Lower imports of gold mainly, but also crude oil and other goods, and a healthy 11.15 per cent growth in exports helped pare the deficit to well below August’s figure of $10.9 billion.
This is good news for the current account deficit — the difference between imports of goods, services and all transfers of money, and exports of goods, services and transfers — which bloated to $88.2 billion or 4.8 per cent of GDP (gross domestic product) in 2012-13, raising fears of a balance of payments crisis.

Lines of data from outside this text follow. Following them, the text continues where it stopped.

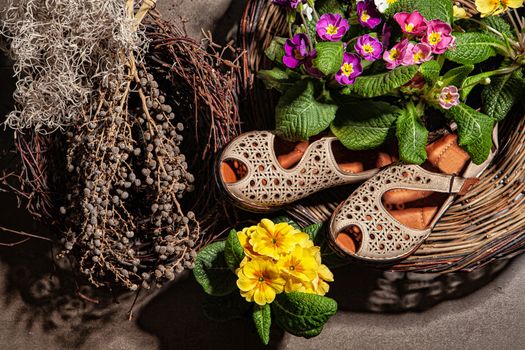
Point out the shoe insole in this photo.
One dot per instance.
(290, 154)
(417, 208)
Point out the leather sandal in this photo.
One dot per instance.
(389, 216)
(261, 172)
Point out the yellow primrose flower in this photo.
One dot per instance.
(459, 12)
(496, 7)
(299, 264)
(296, 285)
(259, 280)
(273, 240)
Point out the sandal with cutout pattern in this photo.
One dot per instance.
(390, 215)
(261, 172)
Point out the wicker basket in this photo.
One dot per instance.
(486, 224)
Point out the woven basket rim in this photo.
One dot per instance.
(486, 224)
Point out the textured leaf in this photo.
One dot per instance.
(383, 83)
(365, 124)
(233, 251)
(430, 9)
(225, 308)
(473, 47)
(503, 93)
(329, 57)
(430, 71)
(275, 78)
(472, 81)
(212, 272)
(275, 51)
(299, 115)
(412, 137)
(262, 317)
(303, 314)
(288, 221)
(500, 25)
(457, 75)
(474, 131)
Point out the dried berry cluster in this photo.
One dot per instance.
(128, 176)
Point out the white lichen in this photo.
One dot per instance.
(63, 50)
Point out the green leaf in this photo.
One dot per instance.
(275, 78)
(474, 131)
(430, 71)
(502, 94)
(212, 272)
(472, 81)
(299, 115)
(303, 314)
(383, 83)
(412, 137)
(457, 75)
(329, 56)
(361, 125)
(275, 51)
(226, 307)
(500, 25)
(233, 251)
(430, 9)
(262, 317)
(473, 47)
(287, 220)
(313, 231)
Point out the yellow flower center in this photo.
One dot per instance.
(394, 54)
(348, 68)
(448, 98)
(418, 56)
(434, 38)
(368, 48)
(331, 29)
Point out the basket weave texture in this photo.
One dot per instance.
(485, 225)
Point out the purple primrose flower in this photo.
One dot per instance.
(438, 36)
(367, 14)
(350, 69)
(288, 3)
(449, 97)
(296, 51)
(395, 56)
(368, 47)
(416, 54)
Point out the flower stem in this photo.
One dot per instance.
(305, 23)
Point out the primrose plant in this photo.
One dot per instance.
(372, 72)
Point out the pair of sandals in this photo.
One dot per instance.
(384, 220)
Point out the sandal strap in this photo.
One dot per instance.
(365, 210)
(268, 184)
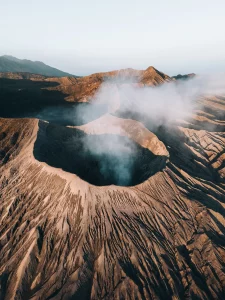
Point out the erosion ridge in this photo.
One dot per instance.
(63, 237)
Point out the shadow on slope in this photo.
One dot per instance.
(98, 159)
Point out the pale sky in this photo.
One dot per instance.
(88, 36)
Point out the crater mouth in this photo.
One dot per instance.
(101, 160)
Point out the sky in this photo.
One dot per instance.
(89, 36)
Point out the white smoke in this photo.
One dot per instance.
(162, 104)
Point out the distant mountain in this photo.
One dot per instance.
(13, 64)
(183, 77)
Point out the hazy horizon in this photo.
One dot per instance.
(100, 36)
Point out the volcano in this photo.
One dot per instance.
(108, 206)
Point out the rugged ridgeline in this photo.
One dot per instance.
(81, 89)
(12, 64)
(63, 236)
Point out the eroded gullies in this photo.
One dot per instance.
(98, 159)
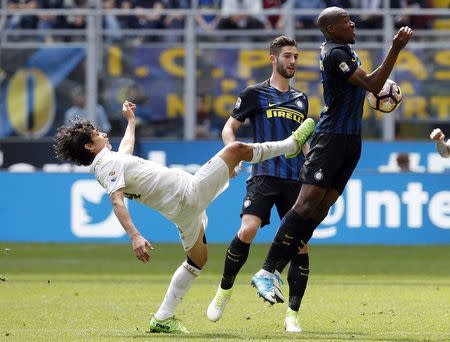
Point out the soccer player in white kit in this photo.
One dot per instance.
(442, 147)
(178, 195)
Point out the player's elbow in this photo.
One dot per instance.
(117, 201)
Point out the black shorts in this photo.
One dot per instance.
(331, 160)
(263, 192)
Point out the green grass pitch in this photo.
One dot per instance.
(62, 292)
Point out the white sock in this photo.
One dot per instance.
(267, 150)
(264, 273)
(181, 282)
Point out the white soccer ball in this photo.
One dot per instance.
(388, 99)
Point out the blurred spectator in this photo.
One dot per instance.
(203, 130)
(369, 20)
(49, 22)
(18, 21)
(150, 17)
(208, 22)
(76, 21)
(111, 22)
(78, 108)
(233, 19)
(413, 21)
(273, 21)
(403, 162)
(307, 21)
(175, 21)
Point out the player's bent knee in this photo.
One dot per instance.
(247, 233)
(239, 149)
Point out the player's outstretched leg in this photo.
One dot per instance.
(301, 135)
(264, 283)
(169, 326)
(217, 306)
(291, 323)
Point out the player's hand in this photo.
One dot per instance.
(140, 246)
(402, 38)
(437, 135)
(236, 170)
(128, 110)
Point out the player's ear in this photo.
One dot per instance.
(89, 146)
(272, 58)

“Imports have shown a significant fall of 18.1 per cent, and exports have shown a rise of 11.15 per cent in September. The trade deficit is the lowest in the last 30 months. I am quite confident that import-containment measures put in place for non-essential imports are playing out extremely well, and we need to continue this so that our rupee becomes stronger,” Commerce Secretary S.R. Rao told reporters here.
While the Reserve Bank of India decreed in July that 20 per cent of every consignment of gold imported will have to be set aside for export, the government increased duty on gold imports to 10 per cent in August.
These measures had the desired effect, as gold imports plunged more than 80 per cent to $0.8 billion in September from $4.6 billion a year earlier. Crude oil imports declined by about six per cent, to $13.19 billion.
During April-September this fiscal, exports grew by 5.14 per cent to $152.1 billion while imports declined by 1.8 per cent to $232.23 billion.
The trade deficit for the six-month period was $80.1 billion.
The rupee gained from its intra-day low of Rs.62.30 to the dollar post announcement of trade data, and closed at Rs.61.93, down 14 paise from Tuesday’s close.
The Federation of Indian Export Organisations (FIEO) president Rafeeque Ahmed expressed confidence that exports would touch $350 billion this fiscal.
“The trade deficit is likely to come down to below $150 billion for this fiscal, which will help the government to keep the current account deficit (CAD) within $70 billion,” he said.
I am confident that import-containment measures for non-essential imports are playing out well, and we need to continue this so that our rupee becomes stronger.